The great capital of the Promenade Country, a glitzy, trashy, low brow mass of humanity, where you can't smell the sea air, more the distinct odour of a huge seaborne sewer... this is Blackpool, grimy, unpleasant jewel of the North, Lancashire's soon to be den of gambling iniquity, synonymous with seaside resorts, donkeys and rock, and I hate every inch of the place with a deep, irrational passion that amazes even me.
I'd had a pretty jaundiced view of the whole sordid place well before the dave27 clan made its fabled journey north in 1997, relocating from the heart of the Midlands, 90 miles up the M6 and turn left at the M55, to Kirkham, nine miles west of Preston and about the same east of Blackpool Tower, and up close things got a great deal more depressing.
A Saturday afternoon or a Sunday morning
in Blackpool at the best of times is an unpleasant experience, but make your way over to the place at the height of the Illumination season, when the Great Unwashed are flocking to New Tack City and all you feel like is a good weep. Spend an hour and a half in a huge, slow moving convoy of cars, trekking past the pier, seeing mile upon mile of the same trashy lights, showing Stan and Hilda Ogden, or Ronald McDonald, or a couple of seahorses and Martians, and something very peculiar happens. The first 100 yards or so the first time you get up there it's quite attractive and exciting, but the interest soon wanes, especially when you hit the bit where unlicensed peddlers of tat, including those foul luminous yo yos and light up devil horns, roam with their nasty little chants and sales patter. It can get a bit hairy at times, especially when you can't move because of the traffic and the guys who ply their trade on the Pleasure Beach try to get them to move on, sparking all sorts of unpleasant little scenes.
Mind you, things don't get an awful lot better after the sun comes up. The packed and thronging streets are normally filled to the rafters with crowds of thick necked drunken Glaswegians, loud mouthed hen parties with low tops and high hemlines and hordes of screaming kids wanting to buy strap on plastic Gazza breasts and a Big Mac. The lowest common denominator has found its natural home in this odd Lancashire town, crowned grimily by the Tower and boasting a shopping centre which is like every other faceless shopping centre the length and breadth of this country, apart from the gift shops, the tattoo parlour and row upon stinking row of B&B's and guest houses, all ruled over by hideous landladies, full of the traditional Lancashire welcome.
Don't get the impression, however, that Blackpool is 100% bad. It's actually quite a nice little shopping town with some individual shops. But the endless throng of British youth intent on sowing their wild oats and soaking up the Great God Alcohol give the place a menacing and claustrophobic air that I've never quite experienced anywhere else.
Okay, just for a minute let's give a run down on some facts to guide you through this place.
Blackpool sits on the west coast, just past the Zimmer Frame town of Lytham St Annes but a fair way before you hit the spacious seaside towns of Poulton and Anchorsholme and a long way south of the fishing capital of Fleetwood, complete with the foul smell of landed fish.
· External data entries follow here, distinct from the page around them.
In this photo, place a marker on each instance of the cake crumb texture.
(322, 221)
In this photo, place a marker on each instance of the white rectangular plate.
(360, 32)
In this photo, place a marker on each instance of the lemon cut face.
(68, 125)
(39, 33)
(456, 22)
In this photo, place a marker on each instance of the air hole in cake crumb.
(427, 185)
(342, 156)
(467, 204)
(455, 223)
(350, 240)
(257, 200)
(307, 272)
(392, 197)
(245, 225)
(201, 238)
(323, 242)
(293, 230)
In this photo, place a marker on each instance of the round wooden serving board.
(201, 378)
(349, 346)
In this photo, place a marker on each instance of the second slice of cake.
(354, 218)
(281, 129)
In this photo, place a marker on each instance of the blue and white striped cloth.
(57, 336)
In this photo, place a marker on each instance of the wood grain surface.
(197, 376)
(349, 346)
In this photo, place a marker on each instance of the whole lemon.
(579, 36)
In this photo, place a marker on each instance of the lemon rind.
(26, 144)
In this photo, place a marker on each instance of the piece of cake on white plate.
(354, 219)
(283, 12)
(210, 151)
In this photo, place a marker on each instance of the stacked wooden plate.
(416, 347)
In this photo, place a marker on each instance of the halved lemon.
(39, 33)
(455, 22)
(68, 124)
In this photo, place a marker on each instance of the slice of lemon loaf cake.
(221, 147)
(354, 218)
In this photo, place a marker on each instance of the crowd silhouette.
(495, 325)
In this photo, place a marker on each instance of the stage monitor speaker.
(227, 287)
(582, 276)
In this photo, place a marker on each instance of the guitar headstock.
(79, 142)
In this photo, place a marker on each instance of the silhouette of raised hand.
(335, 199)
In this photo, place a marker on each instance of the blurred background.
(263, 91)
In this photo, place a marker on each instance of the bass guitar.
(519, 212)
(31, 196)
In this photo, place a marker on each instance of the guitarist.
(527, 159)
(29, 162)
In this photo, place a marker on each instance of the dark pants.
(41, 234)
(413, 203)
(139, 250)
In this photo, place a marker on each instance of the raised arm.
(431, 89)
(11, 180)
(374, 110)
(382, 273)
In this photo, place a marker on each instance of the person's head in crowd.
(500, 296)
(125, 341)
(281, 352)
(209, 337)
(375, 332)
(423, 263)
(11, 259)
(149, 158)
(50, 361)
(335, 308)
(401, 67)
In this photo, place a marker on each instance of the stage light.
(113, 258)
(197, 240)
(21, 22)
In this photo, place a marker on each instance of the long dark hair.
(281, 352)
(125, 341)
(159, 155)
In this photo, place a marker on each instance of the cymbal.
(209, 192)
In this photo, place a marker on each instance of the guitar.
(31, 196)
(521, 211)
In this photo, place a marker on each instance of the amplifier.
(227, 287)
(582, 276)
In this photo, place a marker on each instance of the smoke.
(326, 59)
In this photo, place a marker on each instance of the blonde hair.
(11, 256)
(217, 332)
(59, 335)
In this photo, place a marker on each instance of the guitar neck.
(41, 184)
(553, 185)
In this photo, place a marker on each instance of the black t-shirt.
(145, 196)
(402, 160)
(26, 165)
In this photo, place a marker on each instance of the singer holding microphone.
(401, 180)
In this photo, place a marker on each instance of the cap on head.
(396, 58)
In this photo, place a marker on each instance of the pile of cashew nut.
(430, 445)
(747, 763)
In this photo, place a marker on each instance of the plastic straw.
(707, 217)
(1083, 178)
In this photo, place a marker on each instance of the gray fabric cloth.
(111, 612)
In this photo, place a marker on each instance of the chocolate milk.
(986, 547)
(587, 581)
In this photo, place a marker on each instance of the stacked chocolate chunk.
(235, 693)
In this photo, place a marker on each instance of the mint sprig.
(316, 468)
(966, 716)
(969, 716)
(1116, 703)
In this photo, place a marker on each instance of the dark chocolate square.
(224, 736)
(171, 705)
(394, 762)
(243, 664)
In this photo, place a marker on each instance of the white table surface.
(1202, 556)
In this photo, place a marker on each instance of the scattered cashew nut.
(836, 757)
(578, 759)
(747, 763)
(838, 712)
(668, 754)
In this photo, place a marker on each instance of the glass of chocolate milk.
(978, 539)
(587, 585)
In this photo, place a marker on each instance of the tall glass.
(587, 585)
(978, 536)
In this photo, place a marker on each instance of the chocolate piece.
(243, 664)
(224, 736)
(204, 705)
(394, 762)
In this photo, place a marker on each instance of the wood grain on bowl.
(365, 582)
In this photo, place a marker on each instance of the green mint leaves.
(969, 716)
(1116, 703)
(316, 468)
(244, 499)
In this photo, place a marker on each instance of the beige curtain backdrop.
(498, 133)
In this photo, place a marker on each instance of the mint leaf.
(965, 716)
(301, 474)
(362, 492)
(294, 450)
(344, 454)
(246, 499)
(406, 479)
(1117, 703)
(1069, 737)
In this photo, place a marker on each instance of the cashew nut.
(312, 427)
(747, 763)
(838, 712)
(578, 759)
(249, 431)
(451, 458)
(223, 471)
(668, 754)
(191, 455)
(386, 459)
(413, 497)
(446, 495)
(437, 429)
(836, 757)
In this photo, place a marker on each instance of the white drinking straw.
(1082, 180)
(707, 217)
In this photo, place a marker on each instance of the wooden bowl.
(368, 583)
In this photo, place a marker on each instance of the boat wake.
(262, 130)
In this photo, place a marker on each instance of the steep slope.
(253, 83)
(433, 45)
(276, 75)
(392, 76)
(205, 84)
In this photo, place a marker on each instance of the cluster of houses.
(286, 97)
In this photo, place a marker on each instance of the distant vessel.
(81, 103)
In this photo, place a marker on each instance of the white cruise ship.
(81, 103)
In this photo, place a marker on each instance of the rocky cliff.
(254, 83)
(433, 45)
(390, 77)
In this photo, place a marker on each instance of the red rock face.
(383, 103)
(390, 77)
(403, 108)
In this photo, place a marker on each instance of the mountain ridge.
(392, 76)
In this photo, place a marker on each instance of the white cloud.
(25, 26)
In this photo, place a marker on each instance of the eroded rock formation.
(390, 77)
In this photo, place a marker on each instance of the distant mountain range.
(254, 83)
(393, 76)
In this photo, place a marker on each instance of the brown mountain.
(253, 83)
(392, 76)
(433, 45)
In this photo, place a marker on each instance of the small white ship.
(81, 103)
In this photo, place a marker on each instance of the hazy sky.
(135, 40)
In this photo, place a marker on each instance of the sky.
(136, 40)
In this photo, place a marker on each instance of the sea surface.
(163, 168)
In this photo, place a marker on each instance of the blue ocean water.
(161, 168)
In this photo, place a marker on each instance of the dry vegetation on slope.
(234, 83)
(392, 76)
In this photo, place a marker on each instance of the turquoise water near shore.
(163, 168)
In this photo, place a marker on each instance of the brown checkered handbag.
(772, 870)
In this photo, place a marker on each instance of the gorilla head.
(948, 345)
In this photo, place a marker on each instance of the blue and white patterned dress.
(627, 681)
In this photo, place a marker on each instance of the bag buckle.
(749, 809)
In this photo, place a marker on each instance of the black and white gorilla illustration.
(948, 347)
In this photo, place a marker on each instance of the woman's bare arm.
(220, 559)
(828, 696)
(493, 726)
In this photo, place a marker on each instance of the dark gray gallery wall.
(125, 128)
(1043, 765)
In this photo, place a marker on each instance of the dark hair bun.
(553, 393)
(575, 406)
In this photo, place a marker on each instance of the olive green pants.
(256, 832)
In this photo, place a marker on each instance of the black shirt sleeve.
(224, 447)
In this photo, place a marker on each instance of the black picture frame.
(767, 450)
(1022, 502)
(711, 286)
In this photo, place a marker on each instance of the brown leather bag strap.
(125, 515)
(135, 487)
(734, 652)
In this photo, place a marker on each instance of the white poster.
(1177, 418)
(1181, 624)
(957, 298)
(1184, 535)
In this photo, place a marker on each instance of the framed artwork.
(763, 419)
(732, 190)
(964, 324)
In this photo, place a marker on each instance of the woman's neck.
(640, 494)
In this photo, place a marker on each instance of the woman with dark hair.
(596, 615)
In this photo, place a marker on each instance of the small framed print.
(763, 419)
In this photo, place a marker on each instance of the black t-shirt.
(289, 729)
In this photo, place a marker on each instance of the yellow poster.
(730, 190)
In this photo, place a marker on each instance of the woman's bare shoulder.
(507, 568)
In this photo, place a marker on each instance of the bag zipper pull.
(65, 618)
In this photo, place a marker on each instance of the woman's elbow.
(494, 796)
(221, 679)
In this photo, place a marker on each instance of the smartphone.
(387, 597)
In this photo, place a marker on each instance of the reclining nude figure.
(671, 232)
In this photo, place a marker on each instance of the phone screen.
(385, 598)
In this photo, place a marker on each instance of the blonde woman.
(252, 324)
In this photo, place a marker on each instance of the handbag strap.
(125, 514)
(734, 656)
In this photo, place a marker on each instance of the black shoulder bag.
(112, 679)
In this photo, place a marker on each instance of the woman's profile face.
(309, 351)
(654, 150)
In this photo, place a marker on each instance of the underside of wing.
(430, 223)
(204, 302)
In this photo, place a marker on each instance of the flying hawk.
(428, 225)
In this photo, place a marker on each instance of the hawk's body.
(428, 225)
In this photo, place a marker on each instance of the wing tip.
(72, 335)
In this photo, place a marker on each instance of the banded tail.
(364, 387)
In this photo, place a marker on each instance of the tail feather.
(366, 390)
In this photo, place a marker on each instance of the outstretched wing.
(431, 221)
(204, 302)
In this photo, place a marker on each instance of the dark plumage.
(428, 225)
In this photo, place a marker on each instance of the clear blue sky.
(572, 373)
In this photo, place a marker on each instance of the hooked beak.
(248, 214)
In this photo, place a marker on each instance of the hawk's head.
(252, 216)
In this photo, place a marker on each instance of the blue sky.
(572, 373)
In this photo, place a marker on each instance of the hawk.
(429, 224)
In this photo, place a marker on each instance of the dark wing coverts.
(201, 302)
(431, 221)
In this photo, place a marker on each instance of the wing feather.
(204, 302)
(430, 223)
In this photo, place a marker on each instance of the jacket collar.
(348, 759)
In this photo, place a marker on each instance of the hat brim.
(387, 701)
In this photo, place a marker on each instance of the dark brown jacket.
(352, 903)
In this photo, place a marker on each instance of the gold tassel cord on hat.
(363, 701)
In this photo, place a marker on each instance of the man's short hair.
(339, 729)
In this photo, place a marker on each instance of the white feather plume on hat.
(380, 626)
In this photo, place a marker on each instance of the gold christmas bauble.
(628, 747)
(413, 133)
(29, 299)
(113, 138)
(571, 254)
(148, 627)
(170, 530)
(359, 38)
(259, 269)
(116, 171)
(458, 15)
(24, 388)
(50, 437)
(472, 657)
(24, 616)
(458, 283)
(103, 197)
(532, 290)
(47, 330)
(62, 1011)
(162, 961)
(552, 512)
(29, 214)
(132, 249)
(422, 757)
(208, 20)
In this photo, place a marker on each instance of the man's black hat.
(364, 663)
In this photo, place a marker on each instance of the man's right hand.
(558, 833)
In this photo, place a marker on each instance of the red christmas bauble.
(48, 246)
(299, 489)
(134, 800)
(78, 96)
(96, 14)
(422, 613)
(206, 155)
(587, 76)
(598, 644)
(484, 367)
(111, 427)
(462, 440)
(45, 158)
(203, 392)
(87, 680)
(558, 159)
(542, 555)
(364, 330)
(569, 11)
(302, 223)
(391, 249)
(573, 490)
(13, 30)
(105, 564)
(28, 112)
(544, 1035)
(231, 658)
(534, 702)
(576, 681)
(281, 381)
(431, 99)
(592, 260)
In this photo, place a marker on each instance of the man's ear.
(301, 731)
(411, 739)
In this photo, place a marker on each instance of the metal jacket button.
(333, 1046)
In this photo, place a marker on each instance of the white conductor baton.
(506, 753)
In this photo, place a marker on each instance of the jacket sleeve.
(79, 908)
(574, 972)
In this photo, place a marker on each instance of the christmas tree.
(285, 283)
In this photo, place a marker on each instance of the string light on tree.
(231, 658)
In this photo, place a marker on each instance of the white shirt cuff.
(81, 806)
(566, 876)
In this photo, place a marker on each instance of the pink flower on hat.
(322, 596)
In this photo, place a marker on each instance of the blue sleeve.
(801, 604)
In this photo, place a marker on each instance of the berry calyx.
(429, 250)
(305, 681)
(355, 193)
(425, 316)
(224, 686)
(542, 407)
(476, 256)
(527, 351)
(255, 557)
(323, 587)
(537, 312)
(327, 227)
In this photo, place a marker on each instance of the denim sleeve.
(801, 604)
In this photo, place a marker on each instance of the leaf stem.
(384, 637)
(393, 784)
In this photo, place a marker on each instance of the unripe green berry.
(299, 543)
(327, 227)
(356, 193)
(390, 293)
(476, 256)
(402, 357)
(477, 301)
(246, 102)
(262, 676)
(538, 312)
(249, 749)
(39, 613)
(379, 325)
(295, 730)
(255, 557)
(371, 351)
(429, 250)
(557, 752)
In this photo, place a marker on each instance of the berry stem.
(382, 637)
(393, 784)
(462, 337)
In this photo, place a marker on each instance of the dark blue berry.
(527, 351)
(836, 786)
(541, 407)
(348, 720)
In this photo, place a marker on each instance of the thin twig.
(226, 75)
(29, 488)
It's getting on for 20 miles North West of Preston, and a few miles off the end of the M55, which runs for three or four miles on from the Northern Preston junction of the M6.
It boasts a Football League second division team which boasts the place's name and used to be quite a major force in English football, playing host to the late wizard of the dribble, Sir Stanley Matthews. The club are located at a shabby stadium on Bloomfield Road, a couple of miles outside of town.
There is quite a lot of car parking in multi and single storey parks, while if you're happy to cruise around for a while you can find free parking on some of the side streets.
Blackpool Pleasure beach is packed out with some of the best rides around, including the ominously titled Valhalla, as opened by Jonathan (W)Ross a couple of years ago, along with the Pepsi Max and the Big One.
For the time being the Labour party have elected to drop the town from its list of conference locations on the basis that it can't cope with the needs of this modernising bunch, and the town's great and good are eagerly trying to win back their previous status, but seem to still have a long way to go. They're also eager to see the place gain city status, but are unlikely to be successful in the near future, so have opted instead for plans to turn it into a British Los Angeles, the gambling capital of the UK.
Blackpool is an okay seaside resort if you steer clear of the Pleasure Beach area, where it gets very crowded and full of drunks, but it's not my cup of tea (or even my stick of rock). The dave27 clan does quite a lot of shopping over that way, but makes a point of not setting a foot over the threshold on a Saturday afternoon if at all possible.